In Act I, Caesar comes across as a proud and charismatic man. The masses cheer over him, and he dismisses the warnings of a soothsayer. Although Caesar hates to admit he fears anyone or anything, he suspects Cassius, saying “I rather tell thee what is to be fear'd / Than what I fear; for always I am Caesar.” Caesar presents himself as being above other men.

Others worry about his ambition. Casca says that Antony offered Caesar the crown three times, and Caesar only reluctantly turned it down. Cassius seems jealous of his great status, sarcastically referring to Caesar as something superhuman:

... he [Caesar] doth bestride the narrow world
Like a Colossus, and we petty men
Walk under his huge legs and peep about…

Cassius also mocks Caesar’s physical weaknesses, reminding Brutus that Caesar is as mortal as they are. Caesar has “the falling sickness,” and Cassius recounts when he had to save Caesar from drowning and when Caesar fell ill.

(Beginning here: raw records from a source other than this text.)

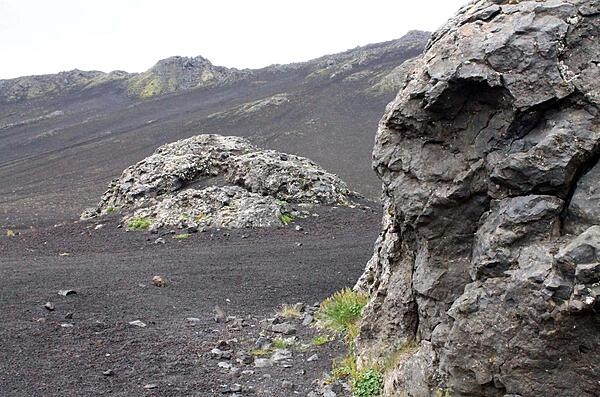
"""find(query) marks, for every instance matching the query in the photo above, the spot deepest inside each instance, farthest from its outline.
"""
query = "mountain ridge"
(177, 73)
(58, 151)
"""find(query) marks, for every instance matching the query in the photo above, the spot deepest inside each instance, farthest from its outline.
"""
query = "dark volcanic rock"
(488, 256)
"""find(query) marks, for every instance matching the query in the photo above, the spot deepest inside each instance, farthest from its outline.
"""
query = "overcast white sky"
(48, 36)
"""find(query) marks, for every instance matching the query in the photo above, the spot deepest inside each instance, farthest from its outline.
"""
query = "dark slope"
(59, 150)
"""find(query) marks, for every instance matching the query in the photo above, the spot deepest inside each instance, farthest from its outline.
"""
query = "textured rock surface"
(213, 181)
(488, 254)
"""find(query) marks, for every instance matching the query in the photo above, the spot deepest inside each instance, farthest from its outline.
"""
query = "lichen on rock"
(214, 181)
(487, 258)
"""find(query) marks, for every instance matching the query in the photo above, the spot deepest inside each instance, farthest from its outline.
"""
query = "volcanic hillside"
(64, 137)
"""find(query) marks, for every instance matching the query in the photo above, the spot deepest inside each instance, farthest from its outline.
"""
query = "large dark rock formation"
(488, 258)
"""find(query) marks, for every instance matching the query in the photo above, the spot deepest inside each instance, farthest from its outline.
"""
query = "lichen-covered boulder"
(487, 258)
(214, 181)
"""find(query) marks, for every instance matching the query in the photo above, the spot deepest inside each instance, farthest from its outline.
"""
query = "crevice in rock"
(587, 165)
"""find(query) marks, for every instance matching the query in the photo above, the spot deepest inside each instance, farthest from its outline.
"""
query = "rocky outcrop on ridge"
(181, 73)
(213, 181)
(32, 87)
(488, 258)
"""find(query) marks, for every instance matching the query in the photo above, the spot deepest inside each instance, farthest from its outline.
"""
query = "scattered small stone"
(138, 323)
(224, 365)
(286, 384)
(220, 354)
(327, 392)
(308, 319)
(158, 281)
(284, 328)
(262, 362)
(219, 315)
(281, 355)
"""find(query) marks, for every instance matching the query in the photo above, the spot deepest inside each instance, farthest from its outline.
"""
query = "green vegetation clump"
(368, 383)
(139, 223)
(112, 209)
(288, 312)
(260, 352)
(286, 218)
(364, 382)
(280, 343)
(340, 312)
(320, 340)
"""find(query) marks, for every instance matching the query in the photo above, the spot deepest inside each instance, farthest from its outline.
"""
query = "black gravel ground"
(248, 273)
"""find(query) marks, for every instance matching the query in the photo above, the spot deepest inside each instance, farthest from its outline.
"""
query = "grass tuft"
(288, 312)
(280, 343)
(139, 223)
(368, 383)
(286, 219)
(320, 340)
(260, 352)
(340, 312)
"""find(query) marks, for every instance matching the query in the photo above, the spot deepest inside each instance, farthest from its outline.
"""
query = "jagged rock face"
(487, 258)
(213, 181)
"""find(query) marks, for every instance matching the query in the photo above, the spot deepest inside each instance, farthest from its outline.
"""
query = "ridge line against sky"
(42, 37)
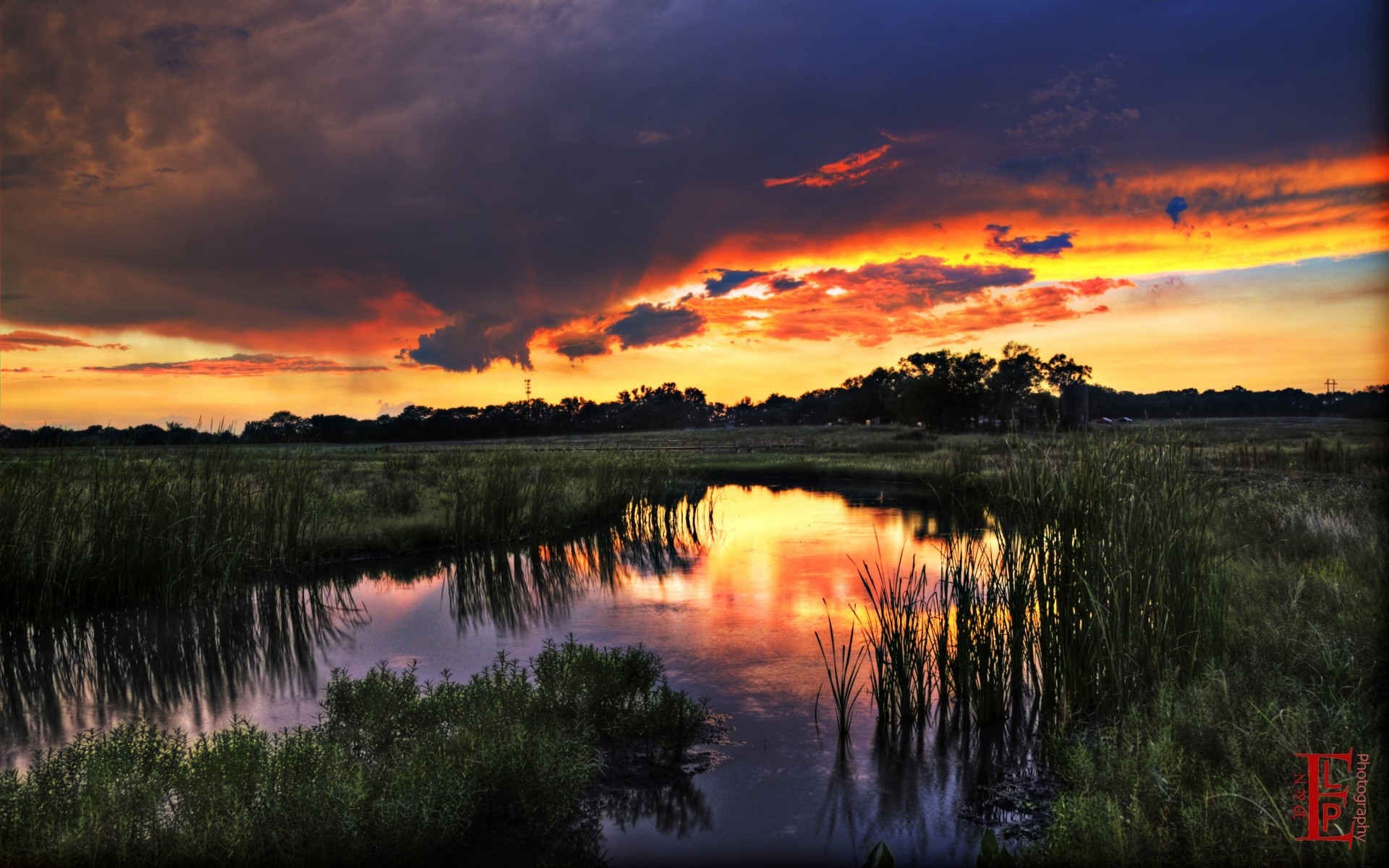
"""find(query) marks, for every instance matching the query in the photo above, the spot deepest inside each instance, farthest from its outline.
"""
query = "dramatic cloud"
(1176, 208)
(920, 281)
(1052, 244)
(579, 345)
(477, 342)
(24, 339)
(729, 279)
(851, 169)
(238, 365)
(1076, 167)
(650, 324)
(321, 178)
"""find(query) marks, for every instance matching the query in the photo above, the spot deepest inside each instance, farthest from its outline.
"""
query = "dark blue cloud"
(561, 185)
(729, 279)
(1176, 208)
(1052, 244)
(475, 342)
(650, 324)
(1078, 167)
(582, 345)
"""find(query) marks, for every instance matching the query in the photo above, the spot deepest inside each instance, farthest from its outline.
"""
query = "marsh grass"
(395, 770)
(1097, 579)
(1203, 771)
(842, 667)
(127, 525)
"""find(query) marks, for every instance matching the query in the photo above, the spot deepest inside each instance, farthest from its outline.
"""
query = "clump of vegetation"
(1203, 770)
(395, 770)
(1103, 579)
(127, 525)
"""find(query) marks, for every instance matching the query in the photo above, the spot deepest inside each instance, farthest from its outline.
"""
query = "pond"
(732, 613)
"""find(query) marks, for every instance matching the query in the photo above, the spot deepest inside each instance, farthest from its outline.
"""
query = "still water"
(732, 614)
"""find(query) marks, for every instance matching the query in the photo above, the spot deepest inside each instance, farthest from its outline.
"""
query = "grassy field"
(395, 771)
(1212, 592)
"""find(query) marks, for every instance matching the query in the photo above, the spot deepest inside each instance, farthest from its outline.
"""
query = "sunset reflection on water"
(732, 610)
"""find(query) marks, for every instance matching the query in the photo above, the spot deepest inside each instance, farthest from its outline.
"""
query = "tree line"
(942, 391)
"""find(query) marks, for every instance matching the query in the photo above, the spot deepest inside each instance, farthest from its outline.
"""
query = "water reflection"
(195, 664)
(732, 614)
(95, 670)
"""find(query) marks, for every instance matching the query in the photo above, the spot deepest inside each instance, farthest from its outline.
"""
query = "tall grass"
(842, 667)
(127, 525)
(114, 525)
(1099, 579)
(395, 770)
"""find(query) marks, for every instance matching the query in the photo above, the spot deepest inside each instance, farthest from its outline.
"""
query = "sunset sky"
(218, 210)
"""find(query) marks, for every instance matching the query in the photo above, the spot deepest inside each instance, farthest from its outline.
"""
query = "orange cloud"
(33, 342)
(851, 169)
(238, 365)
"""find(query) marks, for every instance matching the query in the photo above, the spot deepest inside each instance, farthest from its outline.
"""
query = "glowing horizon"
(218, 214)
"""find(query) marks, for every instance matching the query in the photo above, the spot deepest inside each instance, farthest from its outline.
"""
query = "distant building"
(1076, 406)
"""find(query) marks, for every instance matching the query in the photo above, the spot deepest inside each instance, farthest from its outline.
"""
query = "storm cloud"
(445, 176)
(652, 324)
(1052, 244)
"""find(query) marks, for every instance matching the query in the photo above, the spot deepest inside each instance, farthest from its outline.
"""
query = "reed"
(902, 626)
(128, 525)
(842, 667)
(394, 771)
(1097, 579)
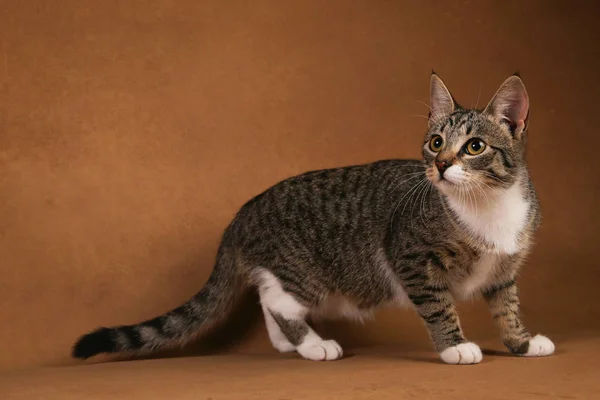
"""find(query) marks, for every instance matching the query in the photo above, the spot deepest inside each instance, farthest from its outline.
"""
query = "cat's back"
(329, 190)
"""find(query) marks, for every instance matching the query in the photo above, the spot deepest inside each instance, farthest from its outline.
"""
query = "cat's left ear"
(510, 106)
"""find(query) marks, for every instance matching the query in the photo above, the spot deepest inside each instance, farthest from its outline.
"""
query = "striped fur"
(345, 241)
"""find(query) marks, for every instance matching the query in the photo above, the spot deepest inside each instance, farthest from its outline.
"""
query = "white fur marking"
(274, 298)
(464, 353)
(498, 219)
(540, 346)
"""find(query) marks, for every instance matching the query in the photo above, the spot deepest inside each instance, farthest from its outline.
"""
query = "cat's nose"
(442, 165)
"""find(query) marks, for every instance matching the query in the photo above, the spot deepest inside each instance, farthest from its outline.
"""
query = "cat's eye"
(436, 143)
(475, 146)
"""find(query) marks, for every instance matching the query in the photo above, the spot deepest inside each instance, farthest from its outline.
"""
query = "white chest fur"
(497, 218)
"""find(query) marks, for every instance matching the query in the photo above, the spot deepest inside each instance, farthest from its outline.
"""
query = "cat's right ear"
(440, 100)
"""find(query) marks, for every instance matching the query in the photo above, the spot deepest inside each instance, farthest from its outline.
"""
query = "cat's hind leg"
(278, 339)
(286, 319)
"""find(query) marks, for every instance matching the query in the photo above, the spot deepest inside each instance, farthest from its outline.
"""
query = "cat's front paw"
(539, 346)
(464, 353)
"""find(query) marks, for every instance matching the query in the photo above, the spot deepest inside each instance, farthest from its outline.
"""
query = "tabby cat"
(345, 241)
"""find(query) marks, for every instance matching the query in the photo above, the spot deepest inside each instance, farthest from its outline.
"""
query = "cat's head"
(473, 150)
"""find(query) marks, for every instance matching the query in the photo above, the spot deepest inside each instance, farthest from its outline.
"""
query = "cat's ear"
(441, 101)
(510, 106)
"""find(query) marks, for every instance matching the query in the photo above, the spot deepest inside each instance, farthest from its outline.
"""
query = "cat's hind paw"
(324, 350)
(464, 353)
(539, 346)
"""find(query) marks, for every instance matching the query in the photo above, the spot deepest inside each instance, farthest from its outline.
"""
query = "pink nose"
(442, 166)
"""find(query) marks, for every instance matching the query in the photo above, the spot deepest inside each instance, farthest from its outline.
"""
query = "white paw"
(540, 346)
(464, 353)
(284, 346)
(325, 350)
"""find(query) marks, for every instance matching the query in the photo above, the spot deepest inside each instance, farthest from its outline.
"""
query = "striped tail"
(205, 309)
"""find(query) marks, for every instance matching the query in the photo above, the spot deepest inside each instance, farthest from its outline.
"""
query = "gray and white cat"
(345, 241)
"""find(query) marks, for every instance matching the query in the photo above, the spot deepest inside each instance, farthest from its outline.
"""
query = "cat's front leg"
(435, 305)
(503, 301)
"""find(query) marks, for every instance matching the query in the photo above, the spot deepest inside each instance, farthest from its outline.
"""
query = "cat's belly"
(337, 306)
(482, 274)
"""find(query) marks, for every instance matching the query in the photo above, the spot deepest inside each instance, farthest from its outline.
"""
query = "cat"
(342, 242)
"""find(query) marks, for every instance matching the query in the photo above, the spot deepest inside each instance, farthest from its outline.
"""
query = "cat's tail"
(208, 307)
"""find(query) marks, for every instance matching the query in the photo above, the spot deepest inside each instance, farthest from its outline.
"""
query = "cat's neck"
(497, 217)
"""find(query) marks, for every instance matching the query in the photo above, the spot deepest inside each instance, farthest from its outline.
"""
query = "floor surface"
(367, 373)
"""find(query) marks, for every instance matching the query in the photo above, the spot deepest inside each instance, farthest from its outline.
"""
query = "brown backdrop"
(131, 132)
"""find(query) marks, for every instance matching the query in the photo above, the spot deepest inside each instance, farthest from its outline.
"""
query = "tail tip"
(96, 342)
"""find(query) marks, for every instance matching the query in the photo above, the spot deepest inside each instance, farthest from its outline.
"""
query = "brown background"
(131, 132)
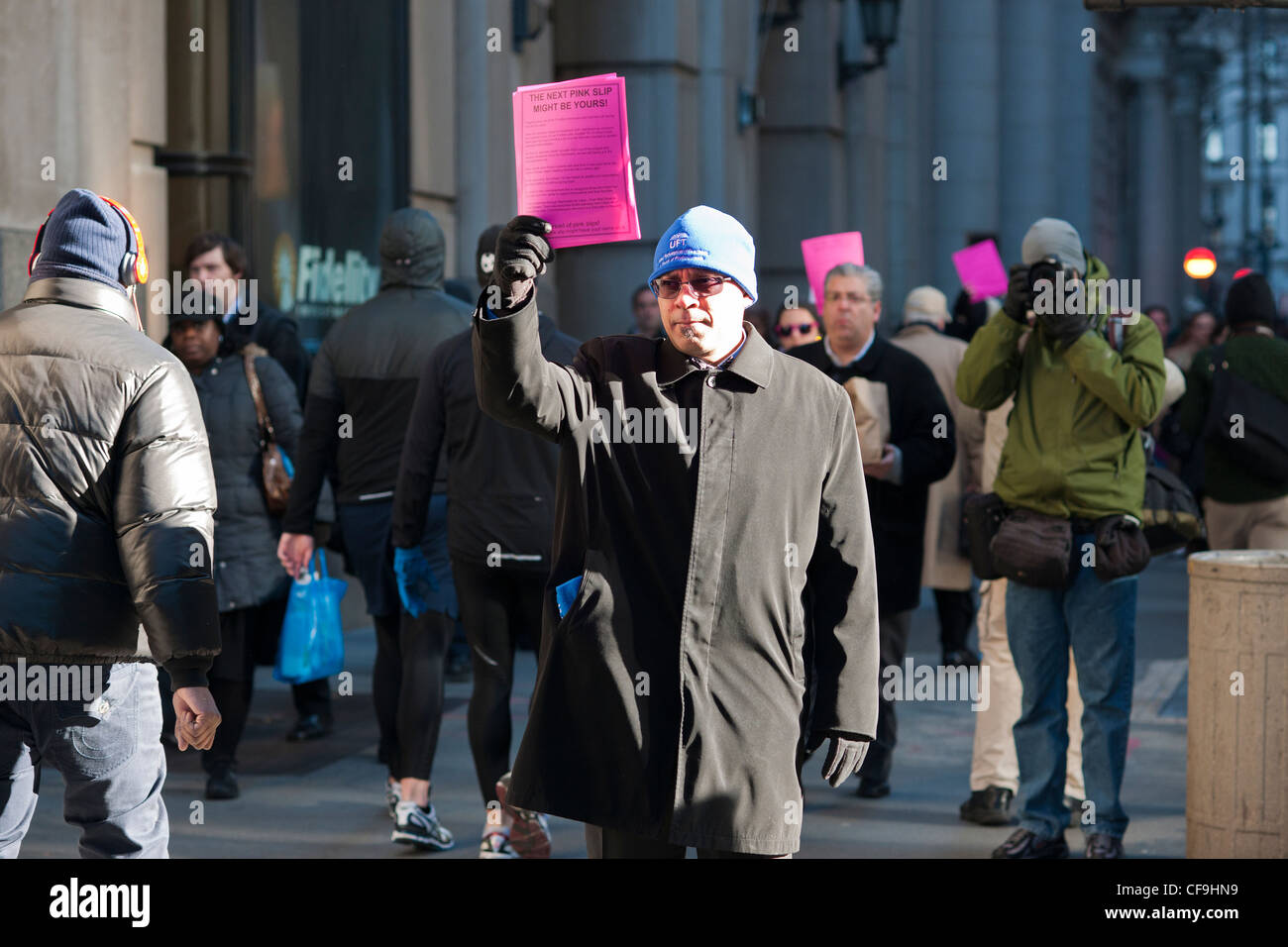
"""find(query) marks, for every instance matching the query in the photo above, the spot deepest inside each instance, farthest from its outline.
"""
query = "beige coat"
(943, 567)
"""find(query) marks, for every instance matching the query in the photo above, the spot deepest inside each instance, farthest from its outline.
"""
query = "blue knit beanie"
(706, 239)
(84, 239)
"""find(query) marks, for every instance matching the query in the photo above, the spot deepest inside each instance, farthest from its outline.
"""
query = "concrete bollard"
(1236, 755)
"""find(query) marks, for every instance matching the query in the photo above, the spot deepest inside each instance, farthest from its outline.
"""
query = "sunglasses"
(700, 285)
(798, 328)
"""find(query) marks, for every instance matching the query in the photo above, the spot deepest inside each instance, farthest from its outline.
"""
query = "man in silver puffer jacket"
(106, 519)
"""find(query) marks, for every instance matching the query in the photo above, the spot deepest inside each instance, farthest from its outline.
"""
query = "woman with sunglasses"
(795, 326)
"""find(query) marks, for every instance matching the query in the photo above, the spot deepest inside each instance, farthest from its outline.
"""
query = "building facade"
(297, 125)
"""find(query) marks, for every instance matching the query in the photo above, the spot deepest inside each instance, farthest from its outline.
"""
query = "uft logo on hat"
(707, 239)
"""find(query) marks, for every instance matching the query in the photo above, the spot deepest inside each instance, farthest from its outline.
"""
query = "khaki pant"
(993, 762)
(1262, 525)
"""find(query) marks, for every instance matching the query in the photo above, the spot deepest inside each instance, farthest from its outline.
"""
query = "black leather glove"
(844, 758)
(1017, 303)
(522, 254)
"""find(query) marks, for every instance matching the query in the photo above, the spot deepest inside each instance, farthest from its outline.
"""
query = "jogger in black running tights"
(500, 491)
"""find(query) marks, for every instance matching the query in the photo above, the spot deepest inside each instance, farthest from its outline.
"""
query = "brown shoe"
(1025, 844)
(1102, 845)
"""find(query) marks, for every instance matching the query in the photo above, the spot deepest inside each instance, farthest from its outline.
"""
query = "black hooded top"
(365, 375)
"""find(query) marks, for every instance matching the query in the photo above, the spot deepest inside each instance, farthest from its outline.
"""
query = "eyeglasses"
(700, 285)
(836, 296)
(798, 329)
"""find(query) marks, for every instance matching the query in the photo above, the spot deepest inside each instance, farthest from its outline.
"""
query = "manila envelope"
(871, 403)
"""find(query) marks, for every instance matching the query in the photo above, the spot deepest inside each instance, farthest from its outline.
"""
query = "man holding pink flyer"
(681, 620)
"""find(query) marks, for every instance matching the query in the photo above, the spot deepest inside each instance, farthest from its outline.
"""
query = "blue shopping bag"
(312, 642)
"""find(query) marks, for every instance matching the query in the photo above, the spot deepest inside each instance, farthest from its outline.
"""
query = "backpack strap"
(266, 424)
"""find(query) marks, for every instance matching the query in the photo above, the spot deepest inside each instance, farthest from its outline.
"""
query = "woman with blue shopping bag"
(253, 591)
(312, 644)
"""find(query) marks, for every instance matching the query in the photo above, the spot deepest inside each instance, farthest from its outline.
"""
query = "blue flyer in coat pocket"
(566, 592)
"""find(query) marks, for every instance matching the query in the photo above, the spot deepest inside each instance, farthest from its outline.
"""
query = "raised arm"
(514, 381)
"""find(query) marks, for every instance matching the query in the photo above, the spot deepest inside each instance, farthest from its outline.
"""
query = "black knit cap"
(1249, 300)
(84, 239)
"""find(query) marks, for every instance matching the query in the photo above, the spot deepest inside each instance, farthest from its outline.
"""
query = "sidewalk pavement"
(326, 799)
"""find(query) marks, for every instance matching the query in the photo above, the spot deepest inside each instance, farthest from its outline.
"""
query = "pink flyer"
(980, 269)
(574, 159)
(823, 253)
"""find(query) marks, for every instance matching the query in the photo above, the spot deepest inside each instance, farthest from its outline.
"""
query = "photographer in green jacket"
(1073, 475)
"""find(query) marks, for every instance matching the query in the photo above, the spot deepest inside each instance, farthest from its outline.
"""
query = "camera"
(1047, 268)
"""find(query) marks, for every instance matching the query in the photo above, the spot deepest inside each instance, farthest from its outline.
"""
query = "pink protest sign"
(823, 253)
(980, 269)
(574, 159)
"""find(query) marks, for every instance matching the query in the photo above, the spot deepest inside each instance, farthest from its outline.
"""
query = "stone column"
(1155, 182)
(1028, 124)
(803, 151)
(967, 86)
(1236, 757)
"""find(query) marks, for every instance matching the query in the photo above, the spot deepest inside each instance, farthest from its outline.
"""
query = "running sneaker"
(496, 845)
(529, 835)
(420, 827)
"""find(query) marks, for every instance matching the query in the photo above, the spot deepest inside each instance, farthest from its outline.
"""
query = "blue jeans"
(110, 758)
(1099, 621)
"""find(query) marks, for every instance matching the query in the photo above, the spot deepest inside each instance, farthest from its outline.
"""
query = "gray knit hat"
(1054, 237)
(84, 239)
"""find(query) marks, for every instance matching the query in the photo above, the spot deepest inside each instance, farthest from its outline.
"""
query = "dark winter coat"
(275, 333)
(921, 427)
(670, 697)
(246, 569)
(500, 480)
(364, 379)
(106, 489)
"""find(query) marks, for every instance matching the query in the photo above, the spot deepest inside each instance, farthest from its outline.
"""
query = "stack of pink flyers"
(572, 159)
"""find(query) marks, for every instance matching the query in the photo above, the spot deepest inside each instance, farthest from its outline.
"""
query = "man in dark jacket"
(361, 395)
(219, 264)
(679, 618)
(253, 594)
(104, 541)
(1245, 505)
(919, 451)
(500, 501)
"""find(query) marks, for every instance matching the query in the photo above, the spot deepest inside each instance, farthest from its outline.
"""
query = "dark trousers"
(244, 633)
(498, 607)
(407, 684)
(894, 643)
(956, 613)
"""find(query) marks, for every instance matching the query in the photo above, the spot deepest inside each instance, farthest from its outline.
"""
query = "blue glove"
(566, 592)
(415, 579)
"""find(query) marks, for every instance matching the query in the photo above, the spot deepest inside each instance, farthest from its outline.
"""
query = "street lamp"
(880, 27)
(1199, 263)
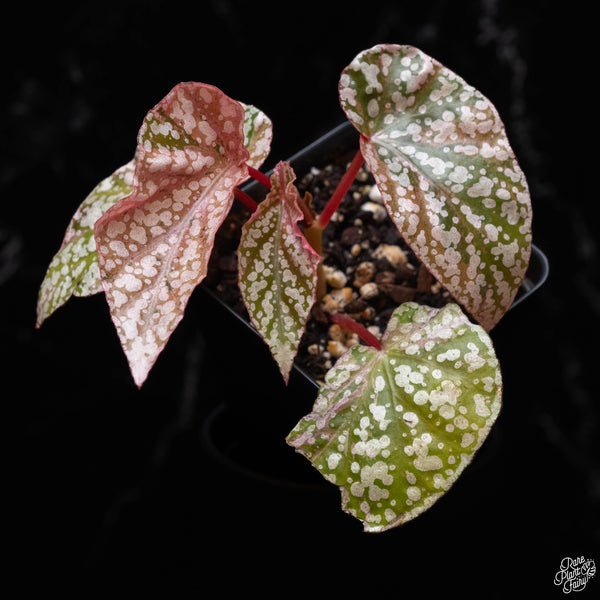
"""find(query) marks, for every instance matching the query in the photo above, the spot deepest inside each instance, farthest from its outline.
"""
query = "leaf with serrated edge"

As for supernatural happenings, Casca says that “all the sway of earth / Shakes like a thing unfirm.” He also saw a man’s hand painlessly burn, encountered a lion at the Capitol, and describes the tempest as “dropping fire.” Various other bizarre events foreshadow Caesar’s murder at the hands of the senators. These events relate less to Caesar's character (though Caesar later refers to himself as a lion) and more to his impending fate.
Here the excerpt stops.